Puisque le blasphème appartient en propre à la sphère religieuse, qu’il y naît, y apparaît et y sévit, il est bon de se demander ce qu’est, après tout, le blasphème. Aussi, après avoir fait un détour par les Évangiles, nous nous intéresserons à ce qu’en dit saint Thomas et le catéchisme de l’Église catholique. Mieux renseignés, nous ferons un détour rapide par l’islam – puisque c’est à son sujet que le « droit au blasphème » est invoqué dans l’opinion (la République ne s’est jamais donné la peine de définir les insultes à l’encontre de l’Église catholique). Enfin, en conclusion, nous reviendrons sur cette notion hybride de « droit au blasphème » du strict point de vue religieux.

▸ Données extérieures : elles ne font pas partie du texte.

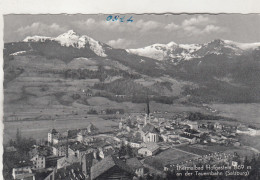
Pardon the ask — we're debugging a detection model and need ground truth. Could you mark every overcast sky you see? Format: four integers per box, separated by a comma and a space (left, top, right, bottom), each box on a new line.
4, 14, 260, 48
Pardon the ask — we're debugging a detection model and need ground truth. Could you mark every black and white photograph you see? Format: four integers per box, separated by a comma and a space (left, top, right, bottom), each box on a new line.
2, 13, 260, 179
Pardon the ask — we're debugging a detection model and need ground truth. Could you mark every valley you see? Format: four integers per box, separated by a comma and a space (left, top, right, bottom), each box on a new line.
3, 31, 260, 145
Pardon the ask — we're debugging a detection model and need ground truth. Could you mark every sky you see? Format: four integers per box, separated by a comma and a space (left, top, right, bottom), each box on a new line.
4, 14, 260, 48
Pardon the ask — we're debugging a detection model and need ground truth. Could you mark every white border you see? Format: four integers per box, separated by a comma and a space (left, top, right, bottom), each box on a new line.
0, 0, 260, 179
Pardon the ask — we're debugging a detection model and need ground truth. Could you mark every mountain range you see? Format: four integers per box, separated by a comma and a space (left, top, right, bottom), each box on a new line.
127, 39, 260, 64
3, 30, 260, 106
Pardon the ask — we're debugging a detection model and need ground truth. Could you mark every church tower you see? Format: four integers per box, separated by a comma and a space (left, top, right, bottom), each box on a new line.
145, 95, 151, 124
146, 95, 150, 116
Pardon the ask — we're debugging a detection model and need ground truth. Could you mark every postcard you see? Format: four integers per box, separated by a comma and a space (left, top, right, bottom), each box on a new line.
1, 1, 260, 180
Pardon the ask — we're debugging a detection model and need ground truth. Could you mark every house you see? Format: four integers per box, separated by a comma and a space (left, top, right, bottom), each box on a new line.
82, 152, 95, 178
55, 163, 85, 180
99, 145, 115, 159
48, 129, 59, 144
77, 130, 87, 143
52, 144, 67, 157
222, 124, 237, 133
179, 134, 197, 144
12, 161, 35, 180
29, 145, 49, 159
91, 155, 134, 180
31, 154, 46, 170
77, 124, 99, 142
186, 120, 198, 130
67, 129, 81, 139
35, 170, 55, 180
214, 122, 223, 130
128, 142, 141, 148
138, 143, 159, 157
52, 136, 67, 145
126, 157, 144, 177
68, 142, 89, 158
184, 129, 202, 138
140, 123, 160, 143
57, 155, 80, 169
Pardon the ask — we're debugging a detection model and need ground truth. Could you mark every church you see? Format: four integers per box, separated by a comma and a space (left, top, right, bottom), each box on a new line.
140, 97, 160, 143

Remarquons donc pour commencer que Jésus est à plusieurs reprises accusé de blasphème dans les Évangiles. Souvent lorsqu’il pardonne les péchés des uns ou des autres, comme en Marc 2,7 ou Luc 5,2. Le pardon des péchés est une prérogative divine : revendiquant le droit de pardonner les péchés, Jésus se fait au moins l’égal de Dieu ce qui, pour les Juifs, est un blasphème !
C’est d’ailleurs cette prétention théologique qui conduira Jésus devant le Sanhédrin et à la croix. Un dernière fois, lors de son procès, après avoir à nouveau déclaré son extrême proximité avec Dieu, il est accusé de blasphème (Matthieu 26,65) par le Grand-Prêtre qui entend parfaitement ce qui est dit. Aux yeux des religieux juifs de l’époque, c’est le motif principal de la condamnation. Jésus meurt donc pour blasphème, pour s’être fait l’égal de Dieu ; c’est cette perception religieuse et théologique juive qui l’envoie à la croix.

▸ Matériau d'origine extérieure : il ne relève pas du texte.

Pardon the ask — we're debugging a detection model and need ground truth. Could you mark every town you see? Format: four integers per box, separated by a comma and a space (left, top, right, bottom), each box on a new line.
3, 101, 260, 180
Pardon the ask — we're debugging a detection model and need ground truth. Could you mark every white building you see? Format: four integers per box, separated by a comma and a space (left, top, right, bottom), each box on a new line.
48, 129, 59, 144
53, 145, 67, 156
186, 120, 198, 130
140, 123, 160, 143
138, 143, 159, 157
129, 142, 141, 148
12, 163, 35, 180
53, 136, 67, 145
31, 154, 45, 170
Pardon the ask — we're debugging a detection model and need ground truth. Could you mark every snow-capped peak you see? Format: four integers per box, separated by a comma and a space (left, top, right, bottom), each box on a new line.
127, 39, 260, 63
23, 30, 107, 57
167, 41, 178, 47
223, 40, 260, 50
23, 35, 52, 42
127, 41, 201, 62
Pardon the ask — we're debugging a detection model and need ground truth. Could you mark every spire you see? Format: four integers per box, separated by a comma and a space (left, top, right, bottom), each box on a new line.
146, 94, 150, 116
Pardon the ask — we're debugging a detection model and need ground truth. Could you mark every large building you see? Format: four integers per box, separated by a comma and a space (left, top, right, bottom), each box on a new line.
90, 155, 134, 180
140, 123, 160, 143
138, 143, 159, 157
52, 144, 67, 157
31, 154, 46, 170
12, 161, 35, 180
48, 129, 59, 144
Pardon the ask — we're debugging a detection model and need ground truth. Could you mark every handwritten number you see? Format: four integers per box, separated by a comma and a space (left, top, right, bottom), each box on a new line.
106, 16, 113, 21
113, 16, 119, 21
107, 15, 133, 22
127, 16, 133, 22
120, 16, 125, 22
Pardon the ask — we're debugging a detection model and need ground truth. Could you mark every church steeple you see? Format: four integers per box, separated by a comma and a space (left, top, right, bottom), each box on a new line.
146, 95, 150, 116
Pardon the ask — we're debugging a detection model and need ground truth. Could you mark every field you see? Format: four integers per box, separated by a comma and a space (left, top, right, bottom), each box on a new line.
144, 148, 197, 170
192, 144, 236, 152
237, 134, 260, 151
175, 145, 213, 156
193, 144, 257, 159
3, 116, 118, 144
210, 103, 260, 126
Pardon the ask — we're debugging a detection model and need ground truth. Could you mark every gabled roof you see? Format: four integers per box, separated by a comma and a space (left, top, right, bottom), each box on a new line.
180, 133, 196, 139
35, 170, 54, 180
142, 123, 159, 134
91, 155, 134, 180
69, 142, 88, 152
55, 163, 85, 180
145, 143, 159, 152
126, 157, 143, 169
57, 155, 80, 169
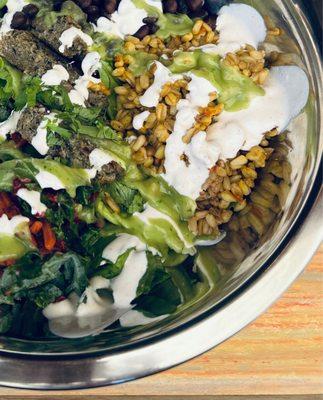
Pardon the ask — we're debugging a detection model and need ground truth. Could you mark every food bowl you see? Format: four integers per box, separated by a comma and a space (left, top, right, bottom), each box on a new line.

La perception catholique du blasphème se fait selon deux lignes complémentaires mais nettement distinctes. D’abord celle enseignée par saint Thomas d’Aquin, pour qui le blasphème est contraire à la foi, et puis celle retenue par le Catéchisme de l’Église catholique (CEC), pour qui il est plutôt contraire à la vertu de religion.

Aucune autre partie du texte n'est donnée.